Since the database is built for financial transactions, it comes with in-built features associated with online transactions, such as debit credit design, double-entry accounting, multi-tenant currencies, net balance limits, two-phase transfers, strict serializability and so on.
In addition, it has the capability of processing thousands of debit/credit transactions in a single query and leverages the protocol-aware recovery approach to survive storage faults.
How does it fit in our system architecture?
TigerBeetle DB in our system architecture
As opposed to taking this database as a replacement for our conventional or general-purpose OLTP databases like MySQL & PostgreSQL, we can make it work alongside them.
TigerBeetle should be used in the data plane to implement the money-related features, while our general-purpose databases should be used in the control plane for storing information or metadata that is updated less frequently.
Let's discuss this further.
Data plane and control plane in transaction processing
The data plane, also known as hot path, involves system components that handle real-time, high-volume transaction processing. This is the plane where high-frequency data manipulation happens.
Speed and reliability are critical here and TigerBeetle is leveraged in the data plane to handle real-time transactions with high throughput, concurrency, consistency and durability.
The control plane, in contrast, involves system components that manage state, metadata and system configuration. Components in this plane may not require the same level of performance that components in the data plane require.
We can setup our general-purpose OLTP databases in the control plane to handle the metadata such as transaction info, users, configurations, and other stateful data that need not be accessed or modified as frequently, in addition to system state, configuration, reporting and analytics.
The control plane is usually less performance-critical compared to the data plane since its operations are more about management and coordination rather than handling the actual user data or requests directly.
The data plane needs to be highly optimized for performance, reliability, and scalability, as it directly impacts the end-user experience. It deals with real-time data and often requires stringent SLAs (Service Level Agreements) to ensure low latency and high throughput.
The term 'plane' primarily represents the separation of concerns within a system. The conceptual separation helps in understanding and managing the complexity of the system.
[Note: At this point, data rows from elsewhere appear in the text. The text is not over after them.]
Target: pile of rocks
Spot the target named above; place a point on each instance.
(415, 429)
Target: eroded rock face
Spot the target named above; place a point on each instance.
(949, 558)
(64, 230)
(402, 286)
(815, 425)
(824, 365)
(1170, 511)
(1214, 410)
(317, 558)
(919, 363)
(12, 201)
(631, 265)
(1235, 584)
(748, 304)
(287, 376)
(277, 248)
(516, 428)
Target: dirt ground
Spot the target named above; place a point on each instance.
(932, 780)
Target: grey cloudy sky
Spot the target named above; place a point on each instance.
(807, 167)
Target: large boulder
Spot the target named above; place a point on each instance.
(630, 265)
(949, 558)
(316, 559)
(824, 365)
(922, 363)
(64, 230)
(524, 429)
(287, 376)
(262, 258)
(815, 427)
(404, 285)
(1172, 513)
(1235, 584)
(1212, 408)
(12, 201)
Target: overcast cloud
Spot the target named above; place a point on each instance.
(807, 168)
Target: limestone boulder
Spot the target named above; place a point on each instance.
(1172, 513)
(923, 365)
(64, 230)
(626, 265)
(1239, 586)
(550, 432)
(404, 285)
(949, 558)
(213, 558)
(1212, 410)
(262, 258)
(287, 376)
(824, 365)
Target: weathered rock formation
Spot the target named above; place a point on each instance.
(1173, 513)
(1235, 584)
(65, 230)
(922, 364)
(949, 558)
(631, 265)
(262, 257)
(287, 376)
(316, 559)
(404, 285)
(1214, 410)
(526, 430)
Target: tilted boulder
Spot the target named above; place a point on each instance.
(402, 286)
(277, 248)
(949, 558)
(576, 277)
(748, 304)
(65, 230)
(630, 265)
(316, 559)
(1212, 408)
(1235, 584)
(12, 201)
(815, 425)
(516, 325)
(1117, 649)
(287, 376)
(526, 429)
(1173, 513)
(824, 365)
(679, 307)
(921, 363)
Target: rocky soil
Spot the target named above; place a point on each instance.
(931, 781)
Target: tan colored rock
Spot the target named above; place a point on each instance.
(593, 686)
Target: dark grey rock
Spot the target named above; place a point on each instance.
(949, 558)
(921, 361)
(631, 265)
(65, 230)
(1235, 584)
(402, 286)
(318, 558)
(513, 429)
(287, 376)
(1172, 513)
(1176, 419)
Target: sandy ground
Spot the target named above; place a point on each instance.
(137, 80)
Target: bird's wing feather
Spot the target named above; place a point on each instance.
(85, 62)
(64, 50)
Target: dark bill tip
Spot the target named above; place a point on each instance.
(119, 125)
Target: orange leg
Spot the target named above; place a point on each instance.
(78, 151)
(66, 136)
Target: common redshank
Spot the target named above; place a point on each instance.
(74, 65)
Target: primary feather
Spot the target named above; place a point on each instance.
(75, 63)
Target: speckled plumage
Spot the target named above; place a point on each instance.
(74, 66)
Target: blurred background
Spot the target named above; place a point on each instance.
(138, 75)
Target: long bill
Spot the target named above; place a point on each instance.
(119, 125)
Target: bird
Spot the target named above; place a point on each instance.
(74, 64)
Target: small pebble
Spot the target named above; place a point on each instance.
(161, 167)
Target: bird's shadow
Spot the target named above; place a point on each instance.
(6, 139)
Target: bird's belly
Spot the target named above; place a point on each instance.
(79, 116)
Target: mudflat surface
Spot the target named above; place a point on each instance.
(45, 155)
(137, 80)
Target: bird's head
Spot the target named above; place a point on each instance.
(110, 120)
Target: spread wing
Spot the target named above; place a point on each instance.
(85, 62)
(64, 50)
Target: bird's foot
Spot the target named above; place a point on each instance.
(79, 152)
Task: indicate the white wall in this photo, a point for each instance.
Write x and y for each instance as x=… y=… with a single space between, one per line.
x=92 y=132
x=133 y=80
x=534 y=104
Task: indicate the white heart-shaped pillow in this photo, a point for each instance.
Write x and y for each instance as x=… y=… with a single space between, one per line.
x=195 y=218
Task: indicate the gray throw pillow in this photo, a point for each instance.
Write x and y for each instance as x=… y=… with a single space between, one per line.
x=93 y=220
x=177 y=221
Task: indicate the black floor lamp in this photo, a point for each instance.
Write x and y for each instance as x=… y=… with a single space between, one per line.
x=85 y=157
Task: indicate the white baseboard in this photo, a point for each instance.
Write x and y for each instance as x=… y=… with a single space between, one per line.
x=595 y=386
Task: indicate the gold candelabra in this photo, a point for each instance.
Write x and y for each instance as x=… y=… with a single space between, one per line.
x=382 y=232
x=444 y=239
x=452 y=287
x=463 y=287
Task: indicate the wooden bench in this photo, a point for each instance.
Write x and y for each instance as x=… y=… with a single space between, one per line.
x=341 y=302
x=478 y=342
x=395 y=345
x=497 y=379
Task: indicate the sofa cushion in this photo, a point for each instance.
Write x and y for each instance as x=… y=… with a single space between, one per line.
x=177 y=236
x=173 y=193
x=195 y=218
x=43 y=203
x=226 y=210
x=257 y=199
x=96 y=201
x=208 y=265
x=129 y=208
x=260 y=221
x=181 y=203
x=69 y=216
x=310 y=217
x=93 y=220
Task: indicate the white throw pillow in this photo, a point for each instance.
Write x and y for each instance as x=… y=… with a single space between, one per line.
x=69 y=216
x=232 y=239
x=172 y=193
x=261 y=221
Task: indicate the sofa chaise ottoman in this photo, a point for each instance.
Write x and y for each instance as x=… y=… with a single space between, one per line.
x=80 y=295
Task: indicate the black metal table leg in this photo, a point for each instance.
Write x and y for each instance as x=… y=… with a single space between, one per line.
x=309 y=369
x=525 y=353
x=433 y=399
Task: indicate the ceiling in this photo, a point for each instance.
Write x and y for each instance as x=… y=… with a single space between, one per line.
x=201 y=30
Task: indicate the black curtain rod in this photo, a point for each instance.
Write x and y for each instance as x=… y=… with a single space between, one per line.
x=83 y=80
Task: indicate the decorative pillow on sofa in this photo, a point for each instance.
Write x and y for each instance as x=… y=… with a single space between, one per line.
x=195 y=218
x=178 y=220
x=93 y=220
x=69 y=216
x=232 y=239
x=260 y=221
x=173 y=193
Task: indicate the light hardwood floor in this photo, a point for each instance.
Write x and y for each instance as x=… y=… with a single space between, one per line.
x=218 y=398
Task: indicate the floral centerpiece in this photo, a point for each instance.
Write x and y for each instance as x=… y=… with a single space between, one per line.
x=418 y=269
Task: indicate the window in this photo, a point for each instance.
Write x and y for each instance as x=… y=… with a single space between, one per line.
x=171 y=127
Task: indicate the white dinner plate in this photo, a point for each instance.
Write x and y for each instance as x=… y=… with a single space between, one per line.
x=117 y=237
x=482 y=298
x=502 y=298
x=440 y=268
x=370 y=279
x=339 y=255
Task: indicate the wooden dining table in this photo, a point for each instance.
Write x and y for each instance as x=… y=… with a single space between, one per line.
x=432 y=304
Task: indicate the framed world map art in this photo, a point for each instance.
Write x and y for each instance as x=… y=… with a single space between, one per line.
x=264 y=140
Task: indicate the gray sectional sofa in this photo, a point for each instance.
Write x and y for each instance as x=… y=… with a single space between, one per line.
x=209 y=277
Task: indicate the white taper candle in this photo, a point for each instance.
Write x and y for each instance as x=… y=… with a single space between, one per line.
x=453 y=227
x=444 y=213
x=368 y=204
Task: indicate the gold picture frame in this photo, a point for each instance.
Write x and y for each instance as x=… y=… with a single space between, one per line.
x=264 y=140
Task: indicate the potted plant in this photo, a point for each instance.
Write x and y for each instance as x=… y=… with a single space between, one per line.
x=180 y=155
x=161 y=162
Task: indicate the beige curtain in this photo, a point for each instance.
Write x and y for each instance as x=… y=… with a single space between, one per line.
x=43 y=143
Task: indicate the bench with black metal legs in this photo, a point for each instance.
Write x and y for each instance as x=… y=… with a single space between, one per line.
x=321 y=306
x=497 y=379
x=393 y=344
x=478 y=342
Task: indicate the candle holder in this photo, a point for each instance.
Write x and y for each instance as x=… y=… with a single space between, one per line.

By separating the components into different planes based on the criticality of latency, throughput and such, we can optimize our system for performance, scalability and resource allocation.
Running transaction logic in the database as opposed to the application layer
Typically, we have the transaction business logic implemented in the application code and the database focuses on persistence, but TigerBeetle performs all balance tracking logic and accounting in the database since it comes with financial transaction-related features out of the box. This enables the application layer to be stateless.
In addition, it supports batching by design where transfers or commits in fixed or dynamic time windows can be batched to send them in a single network request for performance.
There are a bunch of other performance hacks that the database pulls off, but I am holding onto them till my future posts as I want to delve into them in detail.
Furthermore, this is a good resource on their website if you wish to understand the fundamentals of debits and credits, double-entry bookkeeping, etc. and implement these concepts in your Fintech app.
Application caching
Here is a quick list of different components or places where the data is cached in our applications for performance:
Database integrated cache
This is a cache built into the database system and is managed by the database, enabling the DB to cache frequently accessed data.
Local or in-memory cache
This cache resides in the application server and averts the need to hit the database to serve every request.
Cluster in-memory cache
The scope of local or in-memory cache is limited to the single application server instance. To enable the service run in a cluster maintaining a consistent state, we need a distributed cache that spans multiple nodes, enabling the service to scale.
External database cache
This cache is deployed separately between the application server and the database and intercepts requests hurtling toward the database. It serves the frequently accessed data and averts every request hitting the database, thus reducing its load.
There are other forms of caching in an end-to-end application architecture; we will discuss those in a more detailed diagram in my future posts.